Récemment, dans un texte d'opinion presque risible qu'il signait dans les pages du Devoir, notre ministre des Affaires intergouvernementales canadiennes affirmait sans explication qu'il y avait au Canada hors-Québec 2,6 millions de francophones et francophiles (mon blogue à http://bit.ly/1G57j1I), et ajoutait que ceux-ci pouvaient compter sur un Québec où «les progrès du français sont évidents». Je le cite: «Nier (que le français) se porte relativement bien au Québec est le fruit d'un aveuglement volontaire.» Non, mais d'où sort-il?
La vague de francisation issue de la Loi 101, c'est du passé. Une partie de la Charte de la langue française a été charcutée par les tribunaux et l'esprit même de la Loi 101 moisit dans les poubelles de négligence des gouvernements libéraux anglophiles de Jean Charest et Philippe Couillard. Montréal peine à demeurer majoritairement francophone et l'érosion du français se fait sentir dans la couronne montréalaise, ainsi que dans l'Outaouais. Et c'est sans parler de la qualité de notre français dans une société où l'analphabétisme fonctionnel frise le seuil des 50%...

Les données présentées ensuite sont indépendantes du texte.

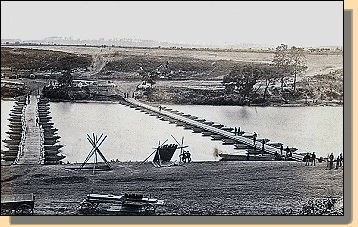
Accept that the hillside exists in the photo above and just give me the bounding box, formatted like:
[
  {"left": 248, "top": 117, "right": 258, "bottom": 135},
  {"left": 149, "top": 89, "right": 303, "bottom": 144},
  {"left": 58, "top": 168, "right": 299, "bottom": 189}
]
[{"left": 1, "top": 47, "right": 92, "bottom": 71}]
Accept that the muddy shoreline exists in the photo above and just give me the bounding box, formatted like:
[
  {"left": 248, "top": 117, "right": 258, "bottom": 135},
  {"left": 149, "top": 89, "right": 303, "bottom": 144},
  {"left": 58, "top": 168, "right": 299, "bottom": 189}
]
[{"left": 1, "top": 161, "right": 343, "bottom": 215}]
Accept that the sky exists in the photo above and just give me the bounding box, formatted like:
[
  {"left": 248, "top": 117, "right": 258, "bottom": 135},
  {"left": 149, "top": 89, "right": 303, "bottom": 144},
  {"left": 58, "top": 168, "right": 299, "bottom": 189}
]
[{"left": 1, "top": 1, "right": 343, "bottom": 47}]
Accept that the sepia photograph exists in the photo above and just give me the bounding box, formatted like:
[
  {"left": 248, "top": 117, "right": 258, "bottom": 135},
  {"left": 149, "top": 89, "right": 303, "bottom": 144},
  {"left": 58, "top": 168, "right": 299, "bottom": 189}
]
[{"left": 1, "top": 1, "right": 344, "bottom": 217}]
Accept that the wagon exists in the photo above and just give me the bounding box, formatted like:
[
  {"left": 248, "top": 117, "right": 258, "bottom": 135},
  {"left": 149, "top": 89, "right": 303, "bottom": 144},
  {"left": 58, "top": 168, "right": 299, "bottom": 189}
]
[{"left": 1, "top": 193, "right": 35, "bottom": 215}]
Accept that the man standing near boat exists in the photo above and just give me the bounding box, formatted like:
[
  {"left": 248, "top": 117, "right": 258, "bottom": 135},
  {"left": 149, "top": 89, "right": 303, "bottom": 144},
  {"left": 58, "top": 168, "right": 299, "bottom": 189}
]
[
  {"left": 329, "top": 153, "right": 334, "bottom": 169},
  {"left": 305, "top": 153, "right": 310, "bottom": 166},
  {"left": 261, "top": 139, "right": 265, "bottom": 155},
  {"left": 311, "top": 152, "right": 316, "bottom": 166},
  {"left": 338, "top": 153, "right": 343, "bottom": 167}
]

Quoiqu'il en soit, voilà que M. Fournier récidive. Cette fois ses propos mémorables sont captés par #ONfr, le service dynamique de nouvelles en français de TFO, le réseau de télé franco-ontarien. Évoquant le rapprochement actuel entre le gouvernement québécois et les francophones en milieu minoritaire, le ministre Fournier y va de cette déclaration troublante: «il y a peut-être un tournant qui est en train de se faire effectivement. La jeunesse québécoise a changé et est beaucoup plus ouverte. Elle a une volonté d'additionner les identités plutôt que de s'en réserver une seule.»

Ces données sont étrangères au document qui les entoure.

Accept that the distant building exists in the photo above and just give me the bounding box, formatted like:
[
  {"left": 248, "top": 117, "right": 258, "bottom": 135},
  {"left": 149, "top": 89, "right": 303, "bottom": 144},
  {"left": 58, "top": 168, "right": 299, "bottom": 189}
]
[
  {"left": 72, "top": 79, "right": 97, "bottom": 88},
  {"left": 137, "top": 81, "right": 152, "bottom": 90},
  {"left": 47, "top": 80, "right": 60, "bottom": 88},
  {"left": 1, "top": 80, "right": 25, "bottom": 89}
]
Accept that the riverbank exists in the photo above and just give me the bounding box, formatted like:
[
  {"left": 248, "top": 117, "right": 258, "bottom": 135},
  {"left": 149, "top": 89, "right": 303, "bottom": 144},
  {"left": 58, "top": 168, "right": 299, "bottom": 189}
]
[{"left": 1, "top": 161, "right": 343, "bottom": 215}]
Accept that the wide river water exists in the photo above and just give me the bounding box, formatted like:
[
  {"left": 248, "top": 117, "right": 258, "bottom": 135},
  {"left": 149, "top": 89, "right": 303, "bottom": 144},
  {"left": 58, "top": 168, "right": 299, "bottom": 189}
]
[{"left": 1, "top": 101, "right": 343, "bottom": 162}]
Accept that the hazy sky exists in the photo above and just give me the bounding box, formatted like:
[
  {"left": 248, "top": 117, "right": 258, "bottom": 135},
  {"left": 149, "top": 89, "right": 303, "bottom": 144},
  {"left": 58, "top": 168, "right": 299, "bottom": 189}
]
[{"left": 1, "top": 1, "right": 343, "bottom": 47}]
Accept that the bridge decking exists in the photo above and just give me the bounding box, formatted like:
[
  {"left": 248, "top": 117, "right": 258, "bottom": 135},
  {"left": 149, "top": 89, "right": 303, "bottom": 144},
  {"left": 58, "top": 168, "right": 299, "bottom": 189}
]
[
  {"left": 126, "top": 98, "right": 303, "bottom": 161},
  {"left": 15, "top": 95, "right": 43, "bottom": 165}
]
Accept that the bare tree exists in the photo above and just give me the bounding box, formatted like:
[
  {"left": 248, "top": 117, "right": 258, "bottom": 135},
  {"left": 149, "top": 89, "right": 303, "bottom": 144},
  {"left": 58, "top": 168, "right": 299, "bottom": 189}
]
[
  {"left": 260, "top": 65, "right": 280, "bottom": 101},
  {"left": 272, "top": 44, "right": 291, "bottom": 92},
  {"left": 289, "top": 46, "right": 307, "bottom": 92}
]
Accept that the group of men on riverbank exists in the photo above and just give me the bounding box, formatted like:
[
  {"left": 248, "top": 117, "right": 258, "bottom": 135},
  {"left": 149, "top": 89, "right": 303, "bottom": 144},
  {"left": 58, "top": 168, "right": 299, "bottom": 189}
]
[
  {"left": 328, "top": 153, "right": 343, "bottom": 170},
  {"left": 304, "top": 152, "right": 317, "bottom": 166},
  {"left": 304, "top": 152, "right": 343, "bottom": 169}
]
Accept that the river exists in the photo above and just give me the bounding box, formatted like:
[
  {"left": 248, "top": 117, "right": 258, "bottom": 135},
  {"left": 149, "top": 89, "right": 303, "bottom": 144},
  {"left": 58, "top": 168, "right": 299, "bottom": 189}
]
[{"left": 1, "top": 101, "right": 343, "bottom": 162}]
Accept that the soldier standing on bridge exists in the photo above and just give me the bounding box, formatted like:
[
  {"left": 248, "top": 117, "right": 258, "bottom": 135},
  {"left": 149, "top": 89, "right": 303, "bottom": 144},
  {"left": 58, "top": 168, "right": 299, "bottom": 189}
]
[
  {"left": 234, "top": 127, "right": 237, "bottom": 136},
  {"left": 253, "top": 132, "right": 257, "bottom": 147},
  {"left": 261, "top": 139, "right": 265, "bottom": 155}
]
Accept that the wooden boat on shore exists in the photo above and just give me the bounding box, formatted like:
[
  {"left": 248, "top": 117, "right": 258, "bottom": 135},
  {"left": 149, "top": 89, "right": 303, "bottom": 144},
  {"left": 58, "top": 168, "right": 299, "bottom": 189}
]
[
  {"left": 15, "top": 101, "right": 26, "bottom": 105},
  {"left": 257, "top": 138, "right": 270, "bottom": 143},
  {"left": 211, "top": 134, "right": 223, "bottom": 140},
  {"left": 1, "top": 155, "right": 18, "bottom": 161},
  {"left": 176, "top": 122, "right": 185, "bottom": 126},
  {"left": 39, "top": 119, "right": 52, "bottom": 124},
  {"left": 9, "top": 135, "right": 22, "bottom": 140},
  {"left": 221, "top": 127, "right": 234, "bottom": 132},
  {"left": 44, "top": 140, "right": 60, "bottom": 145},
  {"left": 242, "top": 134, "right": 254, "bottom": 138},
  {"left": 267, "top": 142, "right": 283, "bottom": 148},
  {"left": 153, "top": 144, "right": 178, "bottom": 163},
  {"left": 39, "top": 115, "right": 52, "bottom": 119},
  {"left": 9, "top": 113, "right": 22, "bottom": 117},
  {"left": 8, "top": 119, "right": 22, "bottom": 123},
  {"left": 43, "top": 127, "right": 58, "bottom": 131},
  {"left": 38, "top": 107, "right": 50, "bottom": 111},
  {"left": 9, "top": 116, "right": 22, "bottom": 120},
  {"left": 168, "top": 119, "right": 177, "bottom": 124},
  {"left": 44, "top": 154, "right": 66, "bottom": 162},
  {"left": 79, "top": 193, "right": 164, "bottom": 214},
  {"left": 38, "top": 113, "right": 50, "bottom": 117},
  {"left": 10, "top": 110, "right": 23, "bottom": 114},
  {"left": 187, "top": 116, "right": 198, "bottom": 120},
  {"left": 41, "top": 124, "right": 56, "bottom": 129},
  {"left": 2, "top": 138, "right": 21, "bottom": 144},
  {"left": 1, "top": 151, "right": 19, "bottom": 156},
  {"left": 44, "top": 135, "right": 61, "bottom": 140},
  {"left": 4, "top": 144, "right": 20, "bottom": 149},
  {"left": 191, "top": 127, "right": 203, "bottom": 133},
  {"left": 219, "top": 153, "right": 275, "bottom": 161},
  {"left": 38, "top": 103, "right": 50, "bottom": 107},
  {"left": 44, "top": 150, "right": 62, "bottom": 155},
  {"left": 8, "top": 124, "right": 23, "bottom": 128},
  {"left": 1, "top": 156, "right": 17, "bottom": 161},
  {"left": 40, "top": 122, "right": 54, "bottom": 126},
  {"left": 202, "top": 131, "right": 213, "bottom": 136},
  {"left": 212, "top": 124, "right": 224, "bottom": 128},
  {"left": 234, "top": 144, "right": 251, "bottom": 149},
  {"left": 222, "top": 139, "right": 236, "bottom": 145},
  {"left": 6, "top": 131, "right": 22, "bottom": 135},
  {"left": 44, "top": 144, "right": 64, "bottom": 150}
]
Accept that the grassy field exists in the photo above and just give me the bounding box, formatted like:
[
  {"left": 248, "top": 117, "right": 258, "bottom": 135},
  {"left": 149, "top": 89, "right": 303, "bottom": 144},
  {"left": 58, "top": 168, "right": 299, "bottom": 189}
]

Tel un apprenti sorcier qui manie imprudemment la magie de concepts qui lui semblent étrangers, notre ministre des Affaires intergouvernementales canadiennes lance son grain de poivre dans la marmite identitaire. Difficile à saisir toute la portée de son affirmation, mais ce qui lui paraît sûr, c'est que la jeunesse québécoise est à un tournant, et qu'elle a désormais «une volonté d'additionner les identités plutôt que de s'en réserver une seule»… et que cela semble beaucoup plaire à M. Fournier…
S'il est sérieux et qu'il parle bien d'identité, j'espère bien qu'il se trompe. Il manie ici un concept dangereux. Qu'un individu puisse assumer une double ou une triple identité culturelle se conçoit aisément. L'enfant d'un Allemand et d'un Français, par exemple, connaîtra sans doute les deux langues et ressentira une appartenance aux deux lignées ancestrales. Mais il n'y a pas de double identité collective durable. Quand un tel phénomène survient, il signale une transition collective, le passage collectif d'une ancienne identité, trop faible, vers une nouvelle identité, plus forte et plus agressive.

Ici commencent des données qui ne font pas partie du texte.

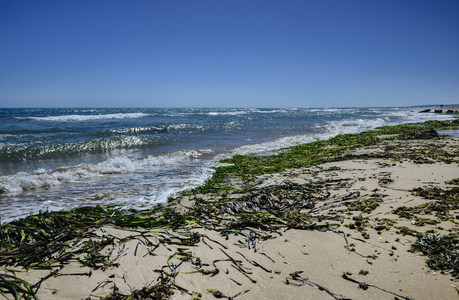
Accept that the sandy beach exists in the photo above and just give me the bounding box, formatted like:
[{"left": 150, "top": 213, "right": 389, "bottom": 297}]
[
  {"left": 2, "top": 0, "right": 459, "bottom": 298},
  {"left": 1, "top": 122, "right": 458, "bottom": 300}
]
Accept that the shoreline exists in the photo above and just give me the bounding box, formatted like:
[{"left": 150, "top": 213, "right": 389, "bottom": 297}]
[{"left": 1, "top": 119, "right": 458, "bottom": 299}]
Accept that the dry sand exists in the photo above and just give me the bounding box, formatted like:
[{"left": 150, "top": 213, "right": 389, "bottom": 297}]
[{"left": 4, "top": 136, "right": 459, "bottom": 300}]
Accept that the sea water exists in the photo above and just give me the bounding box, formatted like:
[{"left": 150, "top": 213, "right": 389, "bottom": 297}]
[{"left": 0, "top": 107, "right": 453, "bottom": 223}]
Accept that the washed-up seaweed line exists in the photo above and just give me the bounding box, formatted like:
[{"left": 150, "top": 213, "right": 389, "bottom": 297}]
[
  {"left": 190, "top": 181, "right": 334, "bottom": 234},
  {"left": 0, "top": 180, "right": 343, "bottom": 299},
  {"left": 0, "top": 205, "right": 172, "bottom": 269},
  {"left": 0, "top": 204, "right": 194, "bottom": 298},
  {"left": 0, "top": 177, "right": 411, "bottom": 299}
]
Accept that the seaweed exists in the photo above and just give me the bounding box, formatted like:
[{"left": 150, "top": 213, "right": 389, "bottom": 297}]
[
  {"left": 344, "top": 197, "right": 383, "bottom": 213},
  {"left": 341, "top": 273, "right": 412, "bottom": 299},
  {"left": 380, "top": 125, "right": 438, "bottom": 140},
  {"left": 99, "top": 276, "right": 175, "bottom": 300},
  {"left": 0, "top": 205, "right": 195, "bottom": 298},
  {"left": 0, "top": 273, "right": 37, "bottom": 300},
  {"left": 0, "top": 205, "right": 192, "bottom": 270},
  {"left": 446, "top": 178, "right": 459, "bottom": 185},
  {"left": 412, "top": 186, "right": 459, "bottom": 211},
  {"left": 411, "top": 234, "right": 459, "bottom": 278},
  {"left": 395, "top": 226, "right": 420, "bottom": 237},
  {"left": 194, "top": 132, "right": 381, "bottom": 189},
  {"left": 392, "top": 181, "right": 459, "bottom": 229}
]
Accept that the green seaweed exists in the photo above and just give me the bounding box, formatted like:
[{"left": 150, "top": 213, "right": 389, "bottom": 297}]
[
  {"left": 345, "top": 197, "right": 383, "bottom": 213},
  {"left": 0, "top": 273, "right": 37, "bottom": 300},
  {"left": 446, "top": 178, "right": 459, "bottom": 185}
]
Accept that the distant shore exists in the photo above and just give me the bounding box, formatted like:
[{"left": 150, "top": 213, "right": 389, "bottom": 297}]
[{"left": 1, "top": 119, "right": 458, "bottom": 300}]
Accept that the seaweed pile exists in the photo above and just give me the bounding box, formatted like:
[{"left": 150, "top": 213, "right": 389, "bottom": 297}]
[
  {"left": 1, "top": 118, "right": 458, "bottom": 299},
  {"left": 191, "top": 181, "right": 330, "bottom": 233},
  {"left": 0, "top": 205, "right": 192, "bottom": 299},
  {"left": 412, "top": 234, "right": 459, "bottom": 278},
  {"left": 394, "top": 181, "right": 459, "bottom": 278}
]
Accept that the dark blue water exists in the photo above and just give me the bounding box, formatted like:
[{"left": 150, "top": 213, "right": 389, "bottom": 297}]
[{"left": 0, "top": 107, "right": 452, "bottom": 222}]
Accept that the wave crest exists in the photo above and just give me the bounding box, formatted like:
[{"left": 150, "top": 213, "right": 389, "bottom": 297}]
[
  {"left": 0, "top": 136, "right": 148, "bottom": 161},
  {"left": 0, "top": 150, "right": 211, "bottom": 194},
  {"left": 26, "top": 113, "right": 149, "bottom": 122}
]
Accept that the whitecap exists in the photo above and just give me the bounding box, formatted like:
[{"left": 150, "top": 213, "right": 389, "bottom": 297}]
[
  {"left": 27, "top": 113, "right": 149, "bottom": 122},
  {"left": 0, "top": 149, "right": 213, "bottom": 195}
]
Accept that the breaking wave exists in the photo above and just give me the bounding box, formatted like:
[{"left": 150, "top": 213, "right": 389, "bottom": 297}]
[
  {"left": 0, "top": 136, "right": 149, "bottom": 161},
  {"left": 26, "top": 113, "right": 149, "bottom": 122},
  {"left": 0, "top": 149, "right": 210, "bottom": 195}
]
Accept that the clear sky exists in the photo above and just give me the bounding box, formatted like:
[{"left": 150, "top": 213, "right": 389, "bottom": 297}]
[{"left": 1, "top": 0, "right": 458, "bottom": 108}]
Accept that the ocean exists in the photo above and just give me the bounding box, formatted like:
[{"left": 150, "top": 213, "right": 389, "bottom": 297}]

On a découvert dans les années 1990, chez les Franco-Ontariens, qu'une forte proportion des 18 à 24 ans ne se disaient plus franco-ontariens, canadiens-français ou même francophones… mais bilingues. Une double identité. Et dans cette double identité, l'anglais domine. L'espace d'une génération ou deux, la double identité disparaît et l'on se retrouvera avec des groupes largement unilingues anglais… Les exemples les plus extrêmes existent déjà quand on regarde l'exemple historique de Windsor (Ontario), ou encore l'évolution actuelle de la région de Cornwall…
Une étude des recensements fédéraux le démontre hors de tout doute. Plus la proportion de francophones bilingues augmente à un endroit, plus il y a un glissement identitaire et des transferts linguistiques vers l'anglais. Ce n'est pas une opinion ou une interprétation. C'est un fait.
J'espère alors que le ministre ne parle pas réellement d'identités ou de langue, mais d'allégeances politiques. Ce serait déjà un peu plus rassurant. Dans une lettre datée du 30 octobre, publiée dans le Huffington Post Québec ainsi que dans Le Devoir (http://bit.ly/1MKjBPW), ce même ministre Fournier en rajoute, avec peut-être quelque élément de précision. Je le cite:
«Nous ne voulons plus d'une identité unique. La crainte de voir l'identité de l'autre nous submerger s'estompe. Nous ne voulons pas être enfermés dans une seule appartenance. Notre allégeance québécoise n'est en rien diminuée par une appartenance canadienne. Nous voulons toujours être maîtres chez nous, sauf que, sortis de la crainte de l'autre, on redécouvre un territoire d'attachement plus large. Nous avons plus d'un chez-nous.»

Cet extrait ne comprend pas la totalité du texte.